FKA twigs: Caprisongs review – wild invention abandoned by weak songs | Music

FKA twigs recently took to Instagram to portray his Caprisongs mixtape as a soundtrack to getting ready to go out: “It’s bronzer in the sink, alcopop on the side…pre-game club…your best friend who is always late but brings the most to a party.”

It’s not a description that would match most of Tahliah Barnett’s work – to date she has largely dealt with darkness and heartache. But where 2019’s Madeleine came with a clutch with troubled-looking twigs, her face disturbingly distorted, on the cover of Caprisongs – the first thing she’s posted since she accused her ex-boyfriend Shia LaBeouf of abuse (allegations he denies) – she is dressed in shiny jewellery, pulling her bottom lip to reveal the acronym GOAT (Greatest of All Time) written on her teeth. Its content follows the same path.

Oral text… FKA twigs on the cover of Caprisongs. Photography: Young/Atlantic

Twigs herself sounds different: the shaky RP voice she deployed during Magdalene has largely disappeared, though she does make a brief reappearance during Minds of Men. It’s replaced by something with roots in his adopted South London home, a better fit for the lyrics more obviously rooted in hip-hop and R&B than before, with delivery often influenced by fast-paced streams. rap triplets. There’s a noticeable new zest in the musical approach: “Falling in love all over again, but this time with the music and myself,” as she said on Instagram, in what reads like a response to the distress of his emotional life.

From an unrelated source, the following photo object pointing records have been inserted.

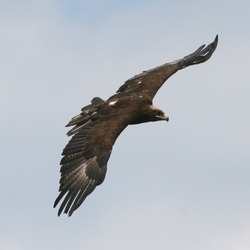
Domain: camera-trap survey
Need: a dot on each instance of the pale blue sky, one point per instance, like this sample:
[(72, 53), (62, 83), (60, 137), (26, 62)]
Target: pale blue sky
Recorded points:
[(177, 185)]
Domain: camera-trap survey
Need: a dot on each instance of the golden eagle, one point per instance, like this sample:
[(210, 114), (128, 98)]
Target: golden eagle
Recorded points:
[(96, 128)]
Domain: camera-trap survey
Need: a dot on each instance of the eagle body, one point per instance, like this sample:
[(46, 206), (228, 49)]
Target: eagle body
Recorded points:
[(96, 128)]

FKA twigs’ desire to present themselves differently on Caprisongs goes far beyond visual and vocal tics. Despite all of Magdalene’s exposure, which aside from the breakdown of her relationship with actor Robert Pattinson and the often racist and sexist frenzy she spawned on social media, there remained a certain quality that was unattainable to about twigs herself, with her elaborate videos, the distortion of her face on album covers, and her live shows filled with demonstrations of her mastery of tap dancing and sword kung fu. Even when she was singing about heartbreak, she seemed like an artist committed to the idea that pop stars should be weird, supernatural reflections, not just reflections of their audiences.

Twigs FKA: Tears in the Club ft the Weeknd – vidéo

Caprisongs, however, presents her in a more prosaic light: as a companion, not a mystery. Like Jazmine Sullivan’s 2021 critic-favorite Heaux Tales, and even Adele’s 30s, it features recordings of intimate voice notes: twigs lamenting an ex’s behavior and discussing his insecurities; of his astrologer, who spoke of a bunch of wacky old cobblers; and of his friends and collaborators, some of whom attempt to wind up the twigs (“I wish you could see in you what I can see in you”), and some of whom lay out their sometimes confusing personal philosophies. “I’m one of a kind – well, people like me are one of a kind,” offers rapper Pa Salieu.

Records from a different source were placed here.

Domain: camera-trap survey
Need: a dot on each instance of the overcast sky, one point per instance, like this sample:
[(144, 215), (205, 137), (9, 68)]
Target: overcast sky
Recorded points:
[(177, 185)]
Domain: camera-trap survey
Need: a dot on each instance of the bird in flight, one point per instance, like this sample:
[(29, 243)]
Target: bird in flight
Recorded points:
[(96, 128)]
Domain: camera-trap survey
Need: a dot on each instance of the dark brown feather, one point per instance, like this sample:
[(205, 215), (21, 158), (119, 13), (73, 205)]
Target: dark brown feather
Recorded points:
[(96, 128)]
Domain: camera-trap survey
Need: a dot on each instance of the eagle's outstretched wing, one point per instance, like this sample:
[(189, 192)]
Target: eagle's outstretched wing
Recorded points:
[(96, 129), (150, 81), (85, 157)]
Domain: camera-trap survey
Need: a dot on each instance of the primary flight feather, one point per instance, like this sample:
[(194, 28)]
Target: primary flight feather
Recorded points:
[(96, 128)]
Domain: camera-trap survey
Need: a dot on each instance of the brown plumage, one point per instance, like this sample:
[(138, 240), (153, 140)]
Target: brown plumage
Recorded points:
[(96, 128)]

The album represents an intriguing change in a climate where pop stars who adopt personas and then stay with them for decades, never breaking character: no Bowie-like shape-shifting for Lana Del Rey or the Weeknd, who features here on Tears in the Club. But, in one way at least, Caprisongs resembles its predecessor. The music and production are wildly inventive, as always with twigs, though this time more clearly tied to beats that draw inspiration from trap, drum’n’bass and – on Papi Bones – dancehall. Sounds flow in and out of the mix, tracks often feel like one-way trips, ending in a completely different place than they started. Brilliant ideas abound: Honda’s dramatic changes in support; the wildly chopped harp samples on Darjeeling that make your internet connection feel like it’s buffering; a sudden explosion of stacked harmonies and white noise in the middle of Ride the Dragon. If you’re going to use AutoTune, you might as well do it with as much imagination as she does on Pamplemousse, constantly zapping and changing the pitch and texture of her voice.

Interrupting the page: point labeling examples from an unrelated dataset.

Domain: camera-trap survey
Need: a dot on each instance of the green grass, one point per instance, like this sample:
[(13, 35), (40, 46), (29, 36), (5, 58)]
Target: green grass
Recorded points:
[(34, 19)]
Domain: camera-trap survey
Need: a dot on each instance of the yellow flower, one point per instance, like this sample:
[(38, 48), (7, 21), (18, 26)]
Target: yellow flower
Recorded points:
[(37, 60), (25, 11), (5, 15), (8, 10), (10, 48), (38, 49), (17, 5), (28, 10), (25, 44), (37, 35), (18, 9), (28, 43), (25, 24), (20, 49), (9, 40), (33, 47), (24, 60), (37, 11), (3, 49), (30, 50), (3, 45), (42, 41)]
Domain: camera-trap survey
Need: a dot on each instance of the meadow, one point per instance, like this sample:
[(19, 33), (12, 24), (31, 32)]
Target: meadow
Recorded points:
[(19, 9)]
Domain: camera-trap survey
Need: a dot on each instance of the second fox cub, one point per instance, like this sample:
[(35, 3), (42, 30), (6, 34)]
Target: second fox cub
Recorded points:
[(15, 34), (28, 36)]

But, as with Magdalene, you’re often unavoidably aware that the songwriting at the center of Caprisongs is underdone. There’s some really good stuff here: Darjeeling brilliantly interpolates a snippet from Olive’s You’re Not Alone to underscore the song’s description of London as a place so diverse anyone can call home; Oh My Love has a lovely melody; you wonder if Tears in the Club’s popularity has less to do with its star-studded special guest than its really strong melody. But most often, Caprisongs is satisfied with the fragmentary: scattered snatches of melodic ideas that could have been more developed, tunes that struggle to cross the sound tumult that surrounds them. Beams of light are as difficult to grasp as smoke; the patchwork of bass lines, vocals and floating vocals on Which Way feels disjointed, even though it’s barely two minutes long.

There are many commendable things about Caprisongs. Notably his desire to keep moving and changing – enough that complaining about something as simple as a lack of memorable tunes is almost miserly. But also, it’s something that ultimately hinders your enjoyment of the album. As a soundtrack for the start of a night, it doesn’t quite pan out as you might hope.